06 Nisan 2025
Bazı sesler yankılanır; bazılarıysa titreşir. Belki de hiçbir dönem ünlü olmak, bu kadar büyük bir kamusal yük anlamına gelmemişti. Bugün artık yalnızca yetenekleriyle değil, ne düşündükleriyle, neyi savunduklarıyla, hangi açıklamaları yapıp yapmadıklarıyla da sürekli ölçülüyorlar. Ünlülerden açıklama bekleme hâlimiz, magazinsel bir meraktan çok daha derin bir yerden, bence temsil edilme arzusundan kaynaklanıyor.
Bakın, Louis Althusser, karısını öldürmüştü; evet, “ideolojinin nasıl işlediğini” anlatan büyük teorisyen, özel hayatında korkunç bir trajedinin failiydi. Picasso, kadın düşkünlüğü ve eşitsiz ilişkileriyle eleştirildi; kendisi zaten bunu saklamadı bile. Caravaggio deseniz, hem hırsız hem adam öldürdüğü düşünülen biri; ama bugün hâlâ resimlerine hayranlıkla bakıyoruz. Jean-Jacques Rousseau, çocuklarını yetimhaneye bırakmıştı; sonra da dönüp toplumsal sözleşme üzerine ahlaki traktatlar yazdı. Martin Heidegger, Nazi Partisi’ne üyeydi; ama bugün felsefe konuşacaksak, ondan kaçmamız hâlâ pek mümkün olmuyor.
Büyük devrimci Jean-Jacques Dessalines, Haiti’nin bağımsızlık mücadelesinde kahramandı, ama binlerce insanı katlettiği suçlamalarıyla gölgelendi. Ezra Pound, şiirleriyle modernizmin dev isimlerinden biri ama Mussolini hayranlığı ve faşist propaganda yayınları hâlâ başlı başına bir utanç vesikası olarak duruyor.

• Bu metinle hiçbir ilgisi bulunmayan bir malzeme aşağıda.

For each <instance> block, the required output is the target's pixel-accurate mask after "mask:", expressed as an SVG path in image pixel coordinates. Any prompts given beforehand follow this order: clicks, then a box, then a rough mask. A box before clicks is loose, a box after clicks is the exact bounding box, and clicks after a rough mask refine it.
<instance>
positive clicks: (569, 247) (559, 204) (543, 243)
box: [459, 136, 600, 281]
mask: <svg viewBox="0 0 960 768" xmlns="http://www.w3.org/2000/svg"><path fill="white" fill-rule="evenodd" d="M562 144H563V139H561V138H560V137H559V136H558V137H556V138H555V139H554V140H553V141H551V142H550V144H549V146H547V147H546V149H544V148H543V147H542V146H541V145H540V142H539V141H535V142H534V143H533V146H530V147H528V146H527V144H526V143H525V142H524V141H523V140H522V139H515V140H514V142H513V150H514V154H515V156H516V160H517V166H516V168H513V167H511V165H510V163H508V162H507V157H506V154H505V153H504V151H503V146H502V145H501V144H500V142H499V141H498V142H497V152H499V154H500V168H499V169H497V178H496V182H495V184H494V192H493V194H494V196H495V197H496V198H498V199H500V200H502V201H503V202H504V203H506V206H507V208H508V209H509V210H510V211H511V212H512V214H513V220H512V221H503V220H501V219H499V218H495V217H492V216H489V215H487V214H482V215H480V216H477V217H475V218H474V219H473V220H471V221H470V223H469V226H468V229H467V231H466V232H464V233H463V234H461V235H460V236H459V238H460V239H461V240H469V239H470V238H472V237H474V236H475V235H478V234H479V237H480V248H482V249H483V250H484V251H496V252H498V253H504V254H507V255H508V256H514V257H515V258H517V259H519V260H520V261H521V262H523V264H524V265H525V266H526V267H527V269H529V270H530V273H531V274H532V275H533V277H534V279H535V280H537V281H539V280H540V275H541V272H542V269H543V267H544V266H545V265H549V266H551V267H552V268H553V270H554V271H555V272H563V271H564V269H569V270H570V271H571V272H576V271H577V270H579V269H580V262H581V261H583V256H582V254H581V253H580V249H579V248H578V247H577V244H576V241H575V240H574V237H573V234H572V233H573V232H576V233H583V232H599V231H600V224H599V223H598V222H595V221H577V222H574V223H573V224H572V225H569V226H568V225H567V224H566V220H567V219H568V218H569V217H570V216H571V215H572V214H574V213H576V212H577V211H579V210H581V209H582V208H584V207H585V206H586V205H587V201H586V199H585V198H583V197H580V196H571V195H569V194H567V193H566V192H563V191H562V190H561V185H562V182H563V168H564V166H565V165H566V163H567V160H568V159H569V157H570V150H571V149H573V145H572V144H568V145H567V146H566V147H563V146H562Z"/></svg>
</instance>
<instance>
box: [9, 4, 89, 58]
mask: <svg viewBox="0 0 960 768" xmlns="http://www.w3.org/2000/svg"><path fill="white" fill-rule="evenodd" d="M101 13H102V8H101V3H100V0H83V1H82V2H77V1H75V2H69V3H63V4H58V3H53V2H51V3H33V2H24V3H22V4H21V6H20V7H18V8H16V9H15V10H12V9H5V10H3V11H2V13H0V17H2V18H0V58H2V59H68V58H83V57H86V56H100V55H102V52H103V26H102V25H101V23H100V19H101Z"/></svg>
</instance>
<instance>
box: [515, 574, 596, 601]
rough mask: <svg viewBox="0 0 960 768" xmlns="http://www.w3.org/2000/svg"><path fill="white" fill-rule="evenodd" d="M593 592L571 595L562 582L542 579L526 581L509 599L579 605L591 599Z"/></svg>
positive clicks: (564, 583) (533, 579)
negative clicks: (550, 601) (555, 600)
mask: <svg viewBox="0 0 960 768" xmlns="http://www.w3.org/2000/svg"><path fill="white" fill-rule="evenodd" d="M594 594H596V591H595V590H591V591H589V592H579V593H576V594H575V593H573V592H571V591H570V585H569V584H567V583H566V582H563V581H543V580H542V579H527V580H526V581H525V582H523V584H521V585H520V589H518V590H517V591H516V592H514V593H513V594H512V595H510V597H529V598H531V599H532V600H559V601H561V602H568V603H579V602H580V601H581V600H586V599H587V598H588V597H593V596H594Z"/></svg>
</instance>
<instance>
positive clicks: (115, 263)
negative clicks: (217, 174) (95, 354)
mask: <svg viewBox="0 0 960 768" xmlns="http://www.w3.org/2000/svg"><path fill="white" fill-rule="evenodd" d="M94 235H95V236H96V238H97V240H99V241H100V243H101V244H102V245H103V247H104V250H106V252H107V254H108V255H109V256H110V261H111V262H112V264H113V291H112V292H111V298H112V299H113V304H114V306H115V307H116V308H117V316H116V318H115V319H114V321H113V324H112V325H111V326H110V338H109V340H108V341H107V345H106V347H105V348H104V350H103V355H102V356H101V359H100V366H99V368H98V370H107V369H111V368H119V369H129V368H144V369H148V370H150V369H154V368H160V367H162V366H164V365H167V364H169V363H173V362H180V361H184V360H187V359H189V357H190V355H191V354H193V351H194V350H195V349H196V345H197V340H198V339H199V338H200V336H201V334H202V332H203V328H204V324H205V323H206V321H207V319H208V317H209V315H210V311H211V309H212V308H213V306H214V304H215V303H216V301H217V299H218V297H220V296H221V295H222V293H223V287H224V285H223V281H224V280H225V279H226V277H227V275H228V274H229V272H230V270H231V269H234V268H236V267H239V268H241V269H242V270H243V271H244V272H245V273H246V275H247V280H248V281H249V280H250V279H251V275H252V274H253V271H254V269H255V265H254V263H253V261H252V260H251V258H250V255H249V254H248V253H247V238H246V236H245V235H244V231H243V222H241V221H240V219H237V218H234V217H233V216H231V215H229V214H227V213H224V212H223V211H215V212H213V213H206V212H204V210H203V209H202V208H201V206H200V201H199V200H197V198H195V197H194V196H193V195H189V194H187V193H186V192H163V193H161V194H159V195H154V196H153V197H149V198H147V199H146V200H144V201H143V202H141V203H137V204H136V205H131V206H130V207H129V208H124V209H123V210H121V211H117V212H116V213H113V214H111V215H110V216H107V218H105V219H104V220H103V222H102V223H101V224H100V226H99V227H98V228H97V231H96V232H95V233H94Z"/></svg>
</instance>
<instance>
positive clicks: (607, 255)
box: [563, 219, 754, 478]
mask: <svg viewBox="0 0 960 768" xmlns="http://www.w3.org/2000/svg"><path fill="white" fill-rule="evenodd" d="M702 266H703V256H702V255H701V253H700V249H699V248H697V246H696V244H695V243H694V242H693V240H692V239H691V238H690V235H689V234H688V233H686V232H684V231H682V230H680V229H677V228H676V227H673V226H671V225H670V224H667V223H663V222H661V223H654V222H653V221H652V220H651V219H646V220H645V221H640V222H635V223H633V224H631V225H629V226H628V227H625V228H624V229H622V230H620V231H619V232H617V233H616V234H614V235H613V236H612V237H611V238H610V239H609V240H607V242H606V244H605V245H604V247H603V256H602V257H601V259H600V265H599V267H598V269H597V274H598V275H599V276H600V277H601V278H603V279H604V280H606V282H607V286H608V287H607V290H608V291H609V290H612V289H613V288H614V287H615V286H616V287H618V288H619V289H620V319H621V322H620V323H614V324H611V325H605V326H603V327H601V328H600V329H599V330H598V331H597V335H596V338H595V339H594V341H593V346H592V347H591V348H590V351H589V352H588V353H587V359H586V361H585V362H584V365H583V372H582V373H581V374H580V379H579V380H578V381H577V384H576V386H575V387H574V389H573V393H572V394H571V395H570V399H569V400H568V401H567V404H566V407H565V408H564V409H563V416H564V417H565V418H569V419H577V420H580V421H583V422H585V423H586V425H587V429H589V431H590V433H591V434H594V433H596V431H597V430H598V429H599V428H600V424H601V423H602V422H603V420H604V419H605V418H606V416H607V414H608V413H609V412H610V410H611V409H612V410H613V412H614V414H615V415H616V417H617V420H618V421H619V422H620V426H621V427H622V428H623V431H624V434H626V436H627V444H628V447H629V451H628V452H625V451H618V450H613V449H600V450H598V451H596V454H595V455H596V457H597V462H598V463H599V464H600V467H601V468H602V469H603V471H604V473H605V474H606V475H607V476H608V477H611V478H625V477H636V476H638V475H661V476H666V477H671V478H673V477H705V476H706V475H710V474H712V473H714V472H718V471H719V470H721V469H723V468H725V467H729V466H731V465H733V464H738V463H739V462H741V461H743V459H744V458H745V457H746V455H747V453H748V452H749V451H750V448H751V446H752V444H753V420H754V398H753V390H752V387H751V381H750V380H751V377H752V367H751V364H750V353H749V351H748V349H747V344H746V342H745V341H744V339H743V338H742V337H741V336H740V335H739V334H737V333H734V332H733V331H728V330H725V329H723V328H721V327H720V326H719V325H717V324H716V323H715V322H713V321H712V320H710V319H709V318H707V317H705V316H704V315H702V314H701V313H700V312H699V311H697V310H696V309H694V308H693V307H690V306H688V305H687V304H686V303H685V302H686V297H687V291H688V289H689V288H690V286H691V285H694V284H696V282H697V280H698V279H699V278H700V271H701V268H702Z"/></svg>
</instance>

Sinema deseniz, nereye baksanız benzer hikâyeler çıkar. Roman Polanski, şaheser filmlerinin yanında hakkında verilmiş cinsel saldırı mahkûmiyetleriyle anılıyor. Woody Allen, yıllardır süren cinsel taciz suçlamalarının gölgesinde. Carl Andre, minimalist sanat dünyasının ağır toplarından biriydi; ama hâlâ ismi karısının katili olarak anılıyor. Sanatçı Ana Mendieta’nın apartman penceresinden düşerek ölmesi, Andre’nin onu ittiği iddialarıyla gündeme geldi. Mahkemede beraat etmesine rağmen, bu olay sanat dünyasında asla kapanmadı. Chuck Close, portreleriyle çağdaş sanatın öncülerinden, ama cinsel taciz iddialarıyla itibarını kaybetti. Kevin Spacey, dünyanın en prestijli sahnelerinde oynarken taciz suçlamalarıyla meslek hayatından silindi. Şimdi hâlâ bazen soruyoruz: Bu insanların eserlerine ne olacak? Onları izlemeli miyiz, görmezden mi gelmeliyiz? Ve biraz daha güncele gelirsek, Elon Musk örneği mesela. Yenilikçi iş insanı olarak övülüyordu bir dönem ama ardından kişisel çıkışları, çalışanlarına yönelik tartışmalı tutumları, sosyal medyada yaptığı sivri açıklamalar defalarca gündem oluyor. Kimileri onu dahi görüyor, kimileri tehlikeli bir figür. Kanye West, önce müzikal deha diye yüceltildi, ardından antisemitik söylemleri nedeniyle birçok marka iş birliğini iptal etti. Gözümüzün önünde, dehadan istenmeyen kişiye dönüşüyor insanlar. Ya da tam tersi.
Oysa sormamız gereken şu değil mi? Ne bekliyorduk ki? Onların söyledikleri şey, bizim kendi düşünme kapasitemizin yerine mi geçecekti? Sanmıyorum.
Bu örnekler uzar da uzar. İsterseniz bir ansiklopedi yapın, sayfalar dolusu olur. Sanat tarihi, edebiyat tarihi, fikir tarihi, hatta popüler kültür tarihi... Hiçbiri bu kusursuz figür arzusunu karşılayacak malzemeyi sunmuyor. Hep eksik, hep fazlalıklı. Kendi insanlık hallerimiz kadar karmaşık. Belki de sorun tam da burada, ünlü dediğimiz kişiden saf bir erdem beklemek, hem haksızlık hem de bir tür kendi sorumluluğumuzdan kaçış yolu.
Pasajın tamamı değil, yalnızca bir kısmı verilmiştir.